An implementation of the PWL macrosimulation technique in the discrete VHDL environment is presented, too. The basic building blocks are defined to be VHDL entities provided with a behavioural body due to the explicit formulas available to proceed these blocks. Analogue VHDL packages are used. For complex analogue models a structural approach is used. The digital nature of VHDL facilitates the implementation of mixed A/D systems at the expense of the interface added to provide a link between the PWL- and standard-logic domain. Practical examples verified with a VHDL simulator are included.

Zastosowanie techniki odcinkowo-iinowej do makrosymulacji systemów analogowych i analogowo-cyfrowych na poziomie funkcjonalnym

#### Streszczenie

Monografia poświęcona jest technice analogowego makromodelowania, która zorientowana jest na symulację analogowych i analogowo-cyfrowych układów/systemów reprezentowanych na poziomie funkcjonalnym. W oparciu o zwięzły przegląd metod symulacyjnych dokonano porównania zaproponowanego podejścia z istniejącymi technikami modelowania i symulacji. Przyjmuje się, że przebiegi czasowe są funkcjami odcinkowo-liniowymi. Jako bazę modelowania wprowadza się klasę nieliniowych (odcinkowo-liniowych) bloków inercyjnych. Zaproponowane w ten sposób makromodele są dokładne w sensie swoich odpowiedzi czasowych, a także efektywne obliczeniowo, ponieważ do otrzymania odcinkowo-liniowej aproksymacji oryginalnych, gładkich odpowiedzi wykorzystują bezpośredni (jawny) algorytm obliczeniowy. Alternatywnie wprowadzono w pracy udoskonalony algorytm trapezów. Szczegółowo wyprowadzone są makromodele praktycznych modułów funkcjonalnych, takich jak wzmacniacz czy komparator napięcia. Jakość tych modeli jest porównana z odpowiednimi estymatami uzyskanymi w oparciu o symulator SPICE. Także sama technika odcinkowo-liniowej iniowej aproksymacji została porównana z udoskonalonym algorytm trapezów.

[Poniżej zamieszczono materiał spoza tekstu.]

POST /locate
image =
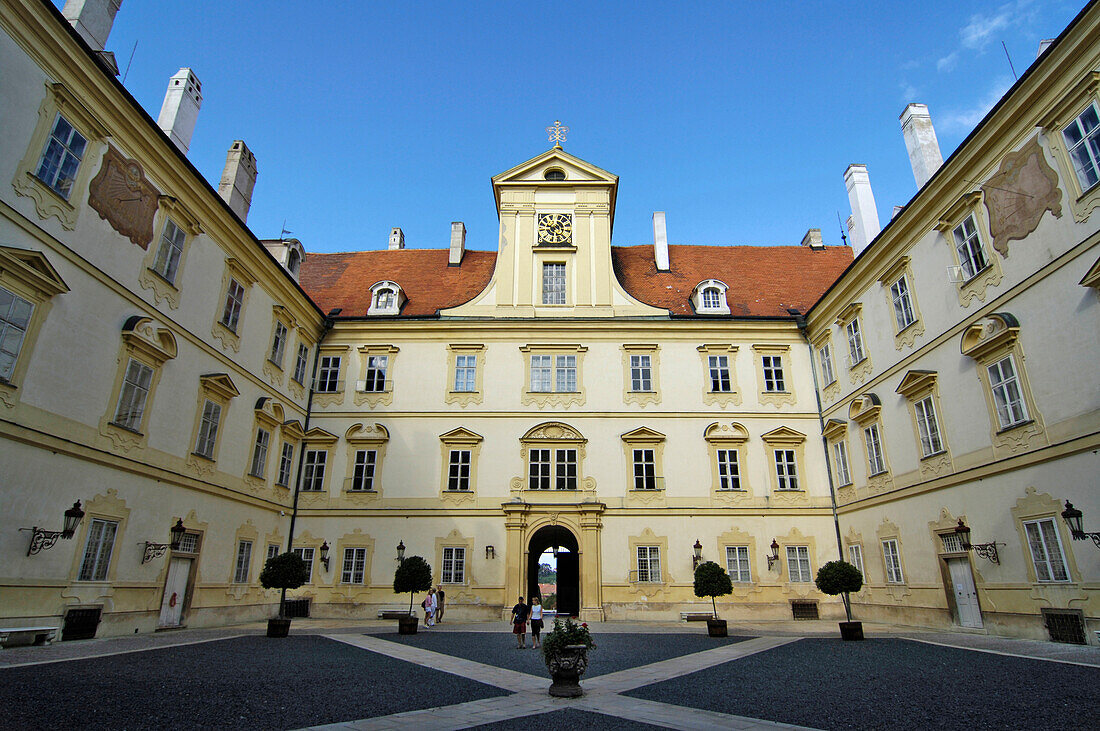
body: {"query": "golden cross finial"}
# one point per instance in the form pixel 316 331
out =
pixel 557 133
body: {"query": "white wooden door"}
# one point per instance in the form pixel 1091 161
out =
pixel 175 587
pixel 966 595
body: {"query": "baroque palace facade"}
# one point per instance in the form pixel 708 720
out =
pixel 633 407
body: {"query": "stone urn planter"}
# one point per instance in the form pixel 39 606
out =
pixel 567 667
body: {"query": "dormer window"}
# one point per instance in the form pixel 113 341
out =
pixel 710 298
pixel 386 298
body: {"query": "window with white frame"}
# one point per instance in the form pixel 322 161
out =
pixel 798 563
pixel 454 565
pixel 1046 552
pixel 737 563
pixel 891 557
pixel 314 478
pixel 62 157
pixel 927 427
pixel 97 551
pixel 354 566
pixel 243 560
pixel 1008 397
pixel 649 563
pixel 787 469
pixel 135 385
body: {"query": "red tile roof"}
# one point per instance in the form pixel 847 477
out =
pixel 762 280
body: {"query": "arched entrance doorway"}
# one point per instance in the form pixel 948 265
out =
pixel 569 566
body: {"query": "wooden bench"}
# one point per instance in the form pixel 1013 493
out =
pixel 43 635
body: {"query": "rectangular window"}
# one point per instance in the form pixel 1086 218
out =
pixel 454 565
pixel 903 303
pixel 234 300
pixel 641 373
pixel 927 427
pixel 300 362
pixel 649 563
pixel 737 563
pixel 14 319
pixel 465 373
pixel 285 465
pixel 135 386
pixel 1082 140
pixel 278 344
pixel 169 252
pixel 97 552
pixel 314 479
pixel 875 460
pixel 729 477
pixel 719 374
pixel 354 567
pixel 260 453
pixel 645 471
pixel 785 469
pixel 243 558
pixel 458 471
pixel 62 157
pixel 363 474
pixel 798 563
pixel 773 374
pixel 971 255
pixel 1008 398
pixel 892 558
pixel 328 375
pixel 553 284
pixel 1046 551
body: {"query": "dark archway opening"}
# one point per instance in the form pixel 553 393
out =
pixel 569 566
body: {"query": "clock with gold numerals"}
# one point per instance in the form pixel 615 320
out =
pixel 556 229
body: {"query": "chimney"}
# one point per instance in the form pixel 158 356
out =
pixel 92 19
pixel 397 239
pixel 660 242
pixel 458 243
pixel 921 143
pixel 180 109
pixel 239 178
pixel 865 216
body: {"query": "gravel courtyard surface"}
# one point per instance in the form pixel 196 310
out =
pixel 614 651
pixel 254 683
pixel 890 684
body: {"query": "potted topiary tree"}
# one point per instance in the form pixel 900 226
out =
pixel 842 577
pixel 413 575
pixel 286 571
pixel 712 580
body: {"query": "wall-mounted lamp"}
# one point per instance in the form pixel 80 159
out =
pixel 983 550
pixel 42 539
pixel 1074 518
pixel 774 554
pixel 156 550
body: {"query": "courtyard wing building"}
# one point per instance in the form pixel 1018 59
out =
pixel 769 408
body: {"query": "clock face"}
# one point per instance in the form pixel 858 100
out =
pixel 556 229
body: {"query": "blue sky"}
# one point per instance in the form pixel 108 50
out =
pixel 737 119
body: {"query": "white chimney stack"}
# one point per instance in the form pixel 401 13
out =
pixel 660 242
pixel 239 178
pixel 921 143
pixel 180 109
pixel 92 19
pixel 865 214
pixel 458 243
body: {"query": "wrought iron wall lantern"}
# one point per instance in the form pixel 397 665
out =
pixel 42 540
pixel 1074 518
pixel 983 550
pixel 156 550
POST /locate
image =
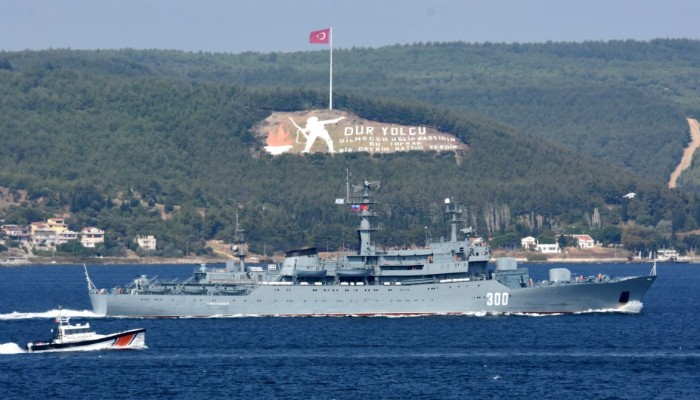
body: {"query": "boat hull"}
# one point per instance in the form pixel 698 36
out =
pixel 481 296
pixel 131 339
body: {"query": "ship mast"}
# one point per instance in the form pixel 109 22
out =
pixel 455 214
pixel 238 243
pixel 362 205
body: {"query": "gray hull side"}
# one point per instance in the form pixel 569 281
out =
pixel 443 298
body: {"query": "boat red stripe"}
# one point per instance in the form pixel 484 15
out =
pixel 124 341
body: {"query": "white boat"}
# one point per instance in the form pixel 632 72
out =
pixel 69 337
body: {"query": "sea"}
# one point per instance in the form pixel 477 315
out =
pixel 651 352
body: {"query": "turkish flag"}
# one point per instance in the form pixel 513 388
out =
pixel 321 36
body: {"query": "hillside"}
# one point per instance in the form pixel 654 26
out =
pixel 120 139
pixel 625 102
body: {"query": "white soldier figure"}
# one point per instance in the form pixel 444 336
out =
pixel 317 129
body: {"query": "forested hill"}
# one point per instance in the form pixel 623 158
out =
pixel 161 143
pixel 625 102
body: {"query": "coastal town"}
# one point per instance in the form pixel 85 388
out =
pixel 32 243
pixel 22 243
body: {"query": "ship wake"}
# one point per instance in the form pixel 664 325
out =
pixel 15 315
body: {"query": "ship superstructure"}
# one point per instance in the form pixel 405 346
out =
pixel 444 277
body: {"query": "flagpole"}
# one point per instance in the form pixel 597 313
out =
pixel 330 93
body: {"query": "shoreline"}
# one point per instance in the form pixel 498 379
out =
pixel 194 261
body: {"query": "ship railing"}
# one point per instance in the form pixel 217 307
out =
pixel 418 281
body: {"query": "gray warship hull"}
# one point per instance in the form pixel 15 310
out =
pixel 443 277
pixel 470 297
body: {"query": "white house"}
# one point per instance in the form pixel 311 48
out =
pixel 146 242
pixel 584 241
pixel 90 237
pixel 528 243
pixel 548 248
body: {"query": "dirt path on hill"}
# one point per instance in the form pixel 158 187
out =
pixel 687 158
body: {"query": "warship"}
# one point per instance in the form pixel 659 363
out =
pixel 446 276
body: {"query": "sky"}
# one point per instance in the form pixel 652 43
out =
pixel 235 26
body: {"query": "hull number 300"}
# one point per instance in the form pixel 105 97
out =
pixel 497 299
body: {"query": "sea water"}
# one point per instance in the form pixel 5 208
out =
pixel 651 353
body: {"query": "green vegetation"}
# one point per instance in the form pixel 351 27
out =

Do weryfikacji podejścia odcinkowo-liniowego w oparciu o praktyczne przykłady makrosymulacji układów/systemów A/C wykorzystano prototypowy symulator sterowany zdarzeniami. Wprowadzono koncepcję zdarzenia charakterystycznego dla przebiegów odcinkowo-liniowych. Zdefiniowany został również wirtualny interfejs pomiędzy dziedziną sygnałów odcinkowo-liniowych i sygnałów logicznych. Cyfrowe bloki są modelowane zasadniczo behawioralnie.

W celu rozwiązania problemów powstających przy symulacji struktur ze sprzężeniem zwrotnym wprowadzono dodatkowo technikę relaksacji przebiegów. Algorytm łączący obie techniki zaimplementowano w postaci prototypowego narzędzia. Przeanalizowano wiele praktycznych struktur zawierających pętle sprzężenia zwrotnego. Dla przypadku liniowego sformułowano praktyczne kryterium zbieżności algorytmu iteracyjnego. Pokazano ponadto, że struktury ze sprzężeniem zwrotnym oraz kaskady bloków mają tendencję do akumulowania błędów mających swe źródło w zastosowanej aproksymacji. Dla zredukowania tego efektu zaproponowano kilka metod, takich jak korekcja modelu i algorytmu aproksymacji, wykorzystanie do syntezy bloków drugiego rzędu (co pozwala uniknąć lokalnych sprzężeń) oraz zastosowanie strojonych modeli kaskadowych. Ostatnie dwa

rozwiązania nadają się dobrze do syntezy bloków analogowych wyższego rzędu, typowo filtrów. Większość jednak z wymienionych rozwiązań wymaga zwiększonego nakładu obliczeń lub dodatkowo powoduje komplikację modelu. Na tym tle udoskonalony algorytm trapezów okazuje się być bardziej efektywny obliczeniowo, w szczególności w zastosowaniu do struktur kaskadowych.

W pracy przedstawiono także implementację techniki makrosymulacji odcinkowo-liniowej w dyskretnym środowisku VHDL. Podstawowe bloki funkcjonalne zdefiniowano w języku VHDL jako moduły behawioralne (entity), co było możliwe dzięki dostępności właściwych dla nich, jawnych (bezpośrednich) wzorów. Wykorzystano w tym celu analogowe pakiety języka. Dla złożonych modeli analogowych zastosowano podejście strukturalne. Modelowanie struktur mieszanych A/C w środowisku VHDL jest ułatwione oczywiście dzięki jego zasadniczo cyfrowemu przeznaczeniu. Wymagane jest jednak wprowadzenie wirtualnego interfejsu pomiędzy dziedziną sygnałów odcinkowo-liniowych oraz logiką standardową. Dołączone są również praktyczne przykłady uzyskane w oparciu o symulator VHDL.